Snakemake-Profiles / lsf

Snakemake profile for running jobs on an LSF cluster
MIT License
36 stars 22 forks source link

Error submitting jobscript, bsub returns exit code 255 #58

Closed W-L closed 4 months ago

W-L commented 1 year ago

Hey! Not quite sure if this is the right place for my issue, as I suspect it's more of a cluster issue than a problem with the profile. But maybe someone can still help. I'm getting randomly failing job submissions on pipelines that usually work fine. The tracebacks are something along the lines of:

Traceback (most recent call last):
  File "/homes/lukasw/.config/snakemake/lsf_short/lsf_submit.py", line 230, in submit
    external_job_id = self._submit_cmd_and_get_external_job_id()
  File "/homes/lukasw/.config/snakemake/lsf_short/lsf_submit.py", line 216, in _submit_cmd_and_get_external_job_id
    output_stream, error_stream = OSLayer.run_process(self.submit_cmd)
  File "/homes/lukasw/.config/snakemake/lsf_short/OSLayer.py", line 40, in run_process
    completed_process = subprocess.run(
  File "[..]/lib/python3.9/subprocess.py", line 528, in run
    raise CalledProcessError(retcode, process.args,
subprocess.CalledProcessError: Command 'bsub -M 1000 -n 1 -R 'select[mem>1000] rusage[mem=1000] span[hosts=1]' -o "logs/cluster/[..]/jobid140_5dad74cf-fda6-41db-9965-ac8a0c18ec25.out" -e "logs/cluster/[..]/jobid140_5dad74cf-fda6-41db-9965-ac8a0c18ec25.err" -J "[..]" -q short [..]/.snakemake/tmp.4tc5r3ou/snakejob.core_metaquast.140.sh' returned non-zero exit status 255.

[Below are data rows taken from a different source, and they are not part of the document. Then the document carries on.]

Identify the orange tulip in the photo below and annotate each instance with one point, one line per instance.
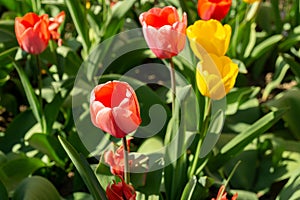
(120, 191)
(114, 108)
(163, 31)
(213, 9)
(32, 32)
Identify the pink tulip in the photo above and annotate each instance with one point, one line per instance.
(163, 31)
(114, 108)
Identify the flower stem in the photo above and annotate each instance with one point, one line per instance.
(203, 130)
(40, 85)
(126, 164)
(173, 84)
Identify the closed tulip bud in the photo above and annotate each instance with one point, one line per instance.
(32, 32)
(114, 108)
(163, 31)
(216, 76)
(211, 35)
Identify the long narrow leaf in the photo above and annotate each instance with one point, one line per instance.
(84, 170)
(31, 97)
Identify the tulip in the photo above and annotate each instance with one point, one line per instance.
(222, 195)
(120, 191)
(213, 9)
(114, 108)
(211, 35)
(54, 23)
(32, 32)
(216, 76)
(163, 31)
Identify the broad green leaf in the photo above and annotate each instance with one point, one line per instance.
(189, 189)
(84, 170)
(247, 195)
(9, 52)
(290, 100)
(291, 190)
(280, 71)
(16, 169)
(49, 146)
(238, 143)
(265, 46)
(36, 188)
(118, 15)
(3, 192)
(213, 133)
(16, 130)
(32, 99)
(76, 10)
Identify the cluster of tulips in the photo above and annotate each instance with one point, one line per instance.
(114, 106)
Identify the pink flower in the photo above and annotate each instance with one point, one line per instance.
(120, 191)
(114, 108)
(163, 31)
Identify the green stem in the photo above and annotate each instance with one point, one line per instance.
(173, 84)
(126, 164)
(204, 130)
(40, 85)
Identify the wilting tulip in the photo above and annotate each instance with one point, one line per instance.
(54, 24)
(114, 108)
(163, 31)
(211, 35)
(213, 9)
(222, 195)
(120, 191)
(215, 76)
(32, 32)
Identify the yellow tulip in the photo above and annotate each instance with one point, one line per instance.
(215, 75)
(211, 35)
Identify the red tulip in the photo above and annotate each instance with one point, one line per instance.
(32, 32)
(114, 108)
(163, 31)
(120, 191)
(54, 24)
(213, 9)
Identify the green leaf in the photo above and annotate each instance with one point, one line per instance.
(49, 145)
(3, 192)
(265, 46)
(280, 71)
(238, 143)
(17, 130)
(77, 13)
(84, 170)
(36, 188)
(213, 133)
(291, 190)
(118, 15)
(16, 169)
(189, 189)
(32, 99)
(290, 100)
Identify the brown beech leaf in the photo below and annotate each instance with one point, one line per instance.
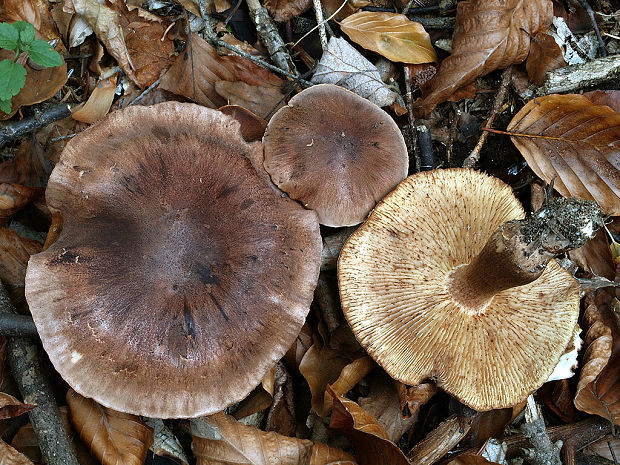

During handling of the above exception, another exception occurred:

Traceback (most recent call last):
  File "/homes/lukasw/.config/snakemake/lsf_short/lsf_submit.py", line 259, in <module>
    lsf_submit.submit()
  File "/homes/lukasw/.config/snakemake/lsf_short/lsf_submit.py", line 236, in submit
    raise BsubInvocationError(error)
__main__.BsubInvocationError: Command 'bsub -M 1000 -n 1 -R 'select[mem>1000] rusage[mem=1000] span[hosts=1]' -o "logs/cluster/[..]/jobid140_5dad74cf-fda6-41db-9965-ac8a0c18ec25.out" -e "logs/cluster/[..]/jobid140_5dad74cf-fda6-41db-9965-ac8a0c18ec25.err" -J "[..]" -q short [..]/.snakemake/tmp.4tc5r3ou/snakejob.core_metaquast.140.sh' returned non-zero exit status 255.
Error submitting jobscript (exit code 1):

So bsub returns exit code 255, which leads the profile to raise a BsubInvocationError. Since this issue appears sporadically, I am wondering if this could be caused by file system latency (which is quite high on this system). I.e. the jobscript is not available yet at the time of trying to run bsub, would that make sense? Any ideas how I might try and debug this?

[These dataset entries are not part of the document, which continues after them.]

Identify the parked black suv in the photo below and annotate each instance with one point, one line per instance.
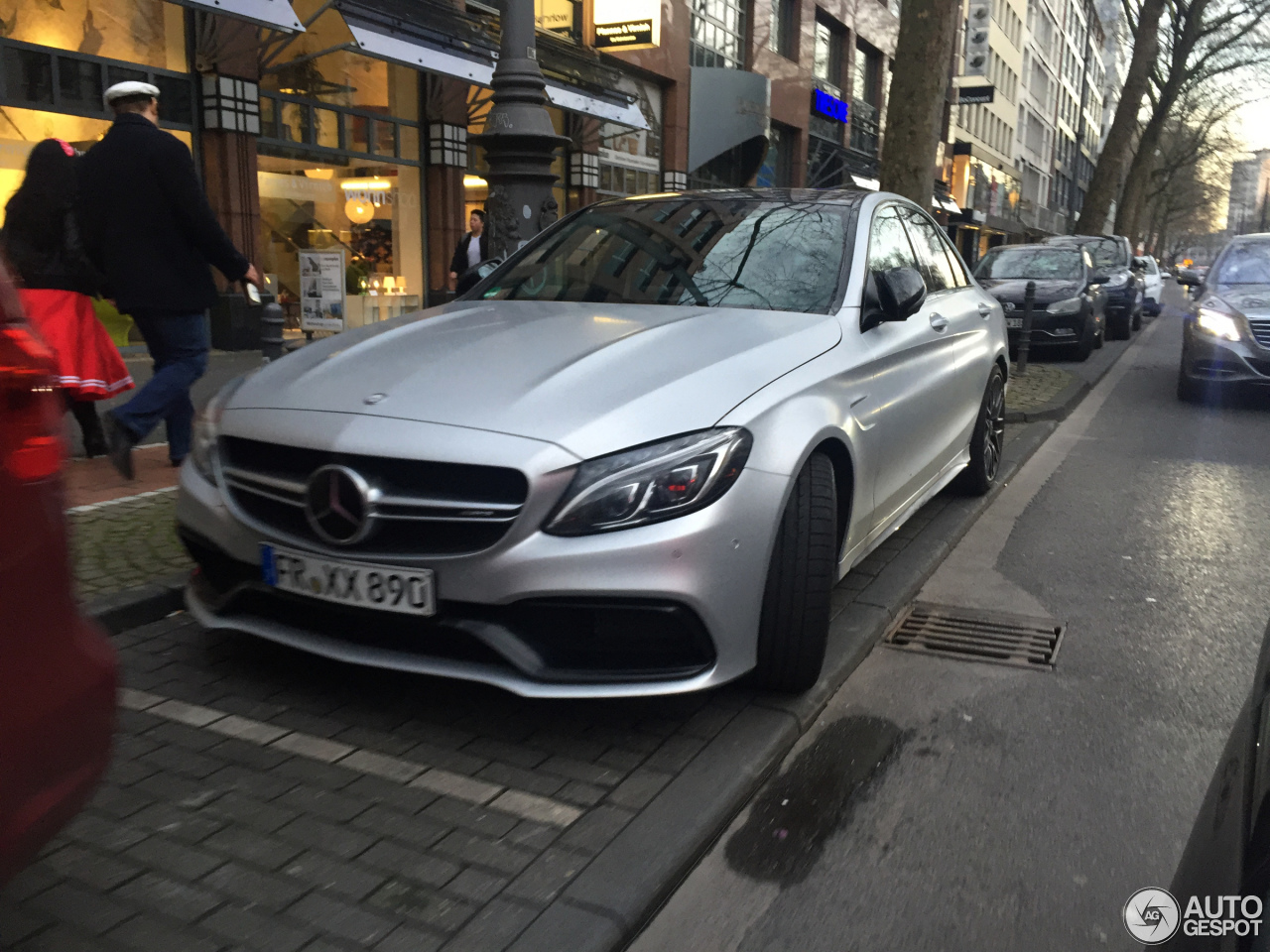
(1070, 303)
(1125, 287)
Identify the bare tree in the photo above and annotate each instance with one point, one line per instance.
(916, 104)
(1206, 45)
(1114, 159)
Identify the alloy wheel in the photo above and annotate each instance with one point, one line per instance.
(994, 428)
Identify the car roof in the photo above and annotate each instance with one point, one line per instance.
(828, 195)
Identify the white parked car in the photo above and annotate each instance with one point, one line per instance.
(633, 460)
(1153, 293)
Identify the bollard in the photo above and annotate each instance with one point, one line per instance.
(271, 331)
(1025, 333)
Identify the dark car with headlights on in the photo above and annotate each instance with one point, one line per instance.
(1225, 333)
(1124, 285)
(1070, 302)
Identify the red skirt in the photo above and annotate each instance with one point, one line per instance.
(87, 362)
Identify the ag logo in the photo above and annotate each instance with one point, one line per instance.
(1151, 916)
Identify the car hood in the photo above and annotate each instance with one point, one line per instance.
(1251, 302)
(1047, 291)
(590, 379)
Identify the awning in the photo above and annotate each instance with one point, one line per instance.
(411, 51)
(275, 14)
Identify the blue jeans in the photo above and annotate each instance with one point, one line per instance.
(178, 344)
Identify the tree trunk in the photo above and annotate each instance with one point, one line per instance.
(1109, 172)
(917, 95)
(1129, 211)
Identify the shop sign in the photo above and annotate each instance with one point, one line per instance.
(321, 291)
(829, 105)
(627, 24)
(976, 95)
(554, 16)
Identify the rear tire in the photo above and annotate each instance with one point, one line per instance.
(794, 625)
(987, 440)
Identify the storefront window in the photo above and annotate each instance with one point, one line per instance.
(146, 32)
(22, 128)
(367, 209)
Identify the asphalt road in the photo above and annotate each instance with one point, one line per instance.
(952, 805)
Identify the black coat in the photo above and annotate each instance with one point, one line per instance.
(50, 257)
(458, 263)
(146, 222)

Lastly, could the profile help with mitigating this by e.g. waiting a few seconds between creating the jobscript and submitting it or an option to retry submission after a few seconds instead of raising an error at the first failure to submit? Cheers!

leoisl commented 1 year ago

Lastly, could the profile help with mitigating this by e.g. waiting a few seconds between creating the jobscript and submitting it or an option to retry submission after a few seconds instead of raising an error at the first failure to submit?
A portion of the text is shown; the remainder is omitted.